The Pay It Forward Program aims to enhance the lives of the elderly and bring generations together through three major goals:

  1. Companionship: A schedule of activities will allow seniors to interact and connect with the younger generation (reduce feelings of despondence and lowered self-esteem).
  2. Preventative Health: Health talks by trained medical professionals will provide seniors with a clear understanding of their health and actions that they can actively partake in, which will allow them to comprehend their medical conditions (reduce anxiety and misunderstanding).
  3. Active Learning: We will introduce seniors to activities that will improve their health, such as participating in non-strenuous exercises and learning how to browse the world wide web to keep in contact with family members and student participants (improve mental health and sustainability).

Thus far, I have appointed coordinators for the three senior homes that will partake in the project sponsored by the Donald A. Strauss Foundation Public Service Scholarship. I have been able to set senior activities with each senior home for the next three months. Over the summer, I was able to schedule health talks at each senior home with providers at Joshua Medical Group to meet the seniors and educate them on various topics such as depression, diabetes, antioxidants, etc. The senior facilities are requesting more health talks than I initially planned to provide to them. However, I have been very fortunate to have the support of Joshua Medical, a family practice located in Buena Park and Cerritos. My interns have all been very accommodating and enthusiastic about this project. The physicians at this clinic have also volunteered a lot of their time to shape and allow the intentions of this program to be met.

During the health talks, the seniors are a very inquisitive bunch, which makes the whole educational purpose even more worthwhile for my interns, physicians, and myself. The last 15 minutes of each health talk seminar is left to answer all the questions the seniors have relating to the topic (e.g. Stroke Prevention, Diabetes, etc.) or simply questions relevant to the senior’s personal health.

All of the activities have been very enjoyable for the seniors since it is the holiday season with many festive arts and crafts to do. It has been a delightful journey for my interns and myself to get to know all of these seniors during the past three months. We were recently able to purchase the laptops and computers to begin the technological aspect of this program. Last Friday was my first test run at one of the senior homes. I must admit I was a bit too ambitious with the agenda I had planned for my first computer’s activity. I did not know that my “first computer class” with the seniors literally meant FIRST computer class for the seniors.

After surveying the seniors to briefly understand their computer knowledge of laptops and Internet, I realize my agenda for that class should have been an introduction lecture.

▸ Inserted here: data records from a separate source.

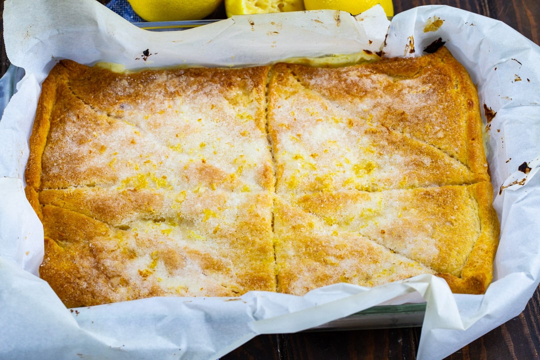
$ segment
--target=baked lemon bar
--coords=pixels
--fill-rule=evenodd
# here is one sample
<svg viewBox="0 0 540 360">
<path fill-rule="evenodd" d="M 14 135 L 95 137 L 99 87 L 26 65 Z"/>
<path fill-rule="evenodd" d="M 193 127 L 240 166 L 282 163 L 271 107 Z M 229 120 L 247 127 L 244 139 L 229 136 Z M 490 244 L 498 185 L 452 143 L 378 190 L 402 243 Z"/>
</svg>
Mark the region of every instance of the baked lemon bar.
<svg viewBox="0 0 540 360">
<path fill-rule="evenodd" d="M 498 224 L 481 126 L 444 47 L 337 67 L 62 60 L 26 172 L 40 275 L 70 307 L 423 273 L 483 293 Z"/>
</svg>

Usually, my events with the seniors last about an hour to 90 minutes, but for this computer activity, I ended up staying with the seniors for almost four hours. It was quite the challenge guiding each senior to use the mouse to navigate on the computer screen and answering all the curious questions that seniors had. Nonetheless, this was easily the favorite activity with the seniors. Their curiosity and lack of knowledge of how to use computers and its purposes further emphasize the need for this program.

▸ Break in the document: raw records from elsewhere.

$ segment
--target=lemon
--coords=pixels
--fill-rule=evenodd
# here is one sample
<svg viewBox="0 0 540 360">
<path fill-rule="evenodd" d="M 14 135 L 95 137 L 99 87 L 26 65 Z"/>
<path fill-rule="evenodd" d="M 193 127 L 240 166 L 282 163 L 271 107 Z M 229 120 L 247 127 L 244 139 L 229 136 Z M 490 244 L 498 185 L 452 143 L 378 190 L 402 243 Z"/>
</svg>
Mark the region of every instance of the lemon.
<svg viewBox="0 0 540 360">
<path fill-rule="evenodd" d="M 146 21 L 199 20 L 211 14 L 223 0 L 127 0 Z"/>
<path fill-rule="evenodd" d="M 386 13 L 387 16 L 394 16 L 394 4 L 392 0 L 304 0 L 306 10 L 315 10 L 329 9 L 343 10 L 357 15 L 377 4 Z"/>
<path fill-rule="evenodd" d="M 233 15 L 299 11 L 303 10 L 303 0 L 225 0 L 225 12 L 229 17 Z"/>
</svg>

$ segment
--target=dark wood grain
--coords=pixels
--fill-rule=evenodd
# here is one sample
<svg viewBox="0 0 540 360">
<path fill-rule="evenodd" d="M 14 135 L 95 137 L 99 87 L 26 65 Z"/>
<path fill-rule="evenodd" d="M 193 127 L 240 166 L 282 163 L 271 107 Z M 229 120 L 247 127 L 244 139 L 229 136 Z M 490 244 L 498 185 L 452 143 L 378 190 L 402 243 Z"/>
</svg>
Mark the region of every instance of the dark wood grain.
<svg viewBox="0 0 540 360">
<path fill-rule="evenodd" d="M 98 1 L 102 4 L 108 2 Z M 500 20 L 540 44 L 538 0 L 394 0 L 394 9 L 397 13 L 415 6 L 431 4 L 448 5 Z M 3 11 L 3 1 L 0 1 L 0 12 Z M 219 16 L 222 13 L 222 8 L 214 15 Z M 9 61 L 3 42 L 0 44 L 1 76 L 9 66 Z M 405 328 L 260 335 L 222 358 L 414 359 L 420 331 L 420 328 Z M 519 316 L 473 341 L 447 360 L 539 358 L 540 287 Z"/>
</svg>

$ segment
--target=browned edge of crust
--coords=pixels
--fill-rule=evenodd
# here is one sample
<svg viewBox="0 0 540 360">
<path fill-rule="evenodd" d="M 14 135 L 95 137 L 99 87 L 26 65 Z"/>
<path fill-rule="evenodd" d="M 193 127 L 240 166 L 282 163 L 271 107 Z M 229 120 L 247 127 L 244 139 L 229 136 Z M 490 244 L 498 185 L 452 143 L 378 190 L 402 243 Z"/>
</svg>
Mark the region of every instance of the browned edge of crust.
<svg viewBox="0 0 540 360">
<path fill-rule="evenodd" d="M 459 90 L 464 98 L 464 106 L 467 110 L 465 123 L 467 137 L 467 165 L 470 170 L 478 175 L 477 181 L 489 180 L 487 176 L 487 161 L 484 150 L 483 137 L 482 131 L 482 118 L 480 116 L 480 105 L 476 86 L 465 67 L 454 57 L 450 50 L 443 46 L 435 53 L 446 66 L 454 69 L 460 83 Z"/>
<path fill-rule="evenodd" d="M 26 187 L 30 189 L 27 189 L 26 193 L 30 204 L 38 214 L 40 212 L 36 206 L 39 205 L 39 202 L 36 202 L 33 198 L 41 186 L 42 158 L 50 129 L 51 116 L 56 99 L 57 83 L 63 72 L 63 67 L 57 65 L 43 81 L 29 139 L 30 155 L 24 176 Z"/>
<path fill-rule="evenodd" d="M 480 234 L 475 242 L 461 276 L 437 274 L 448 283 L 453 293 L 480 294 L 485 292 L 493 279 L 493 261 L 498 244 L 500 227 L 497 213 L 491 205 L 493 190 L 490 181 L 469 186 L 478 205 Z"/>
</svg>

During the last 30 minutes of this computer class, I introduced the seniors to Spotify, an online music application that is filled with all the songs that you can imagine. Each of the seniors took turns to call out an artist or song for me to look for them. This was the first time my interns and I have ever heard of musicians such as Chuck Berry or Bobby Day. Once the song went on, there were always one or two people shouting out, “I know this song!” or “Oh, I haven’t heard this song in ages!” Some would close their eyes, smile, and hum to the tune. It was such a precious moment for everyone. I look forward to making more memories like these with the seniors at these homes and growing this program to its highest potential.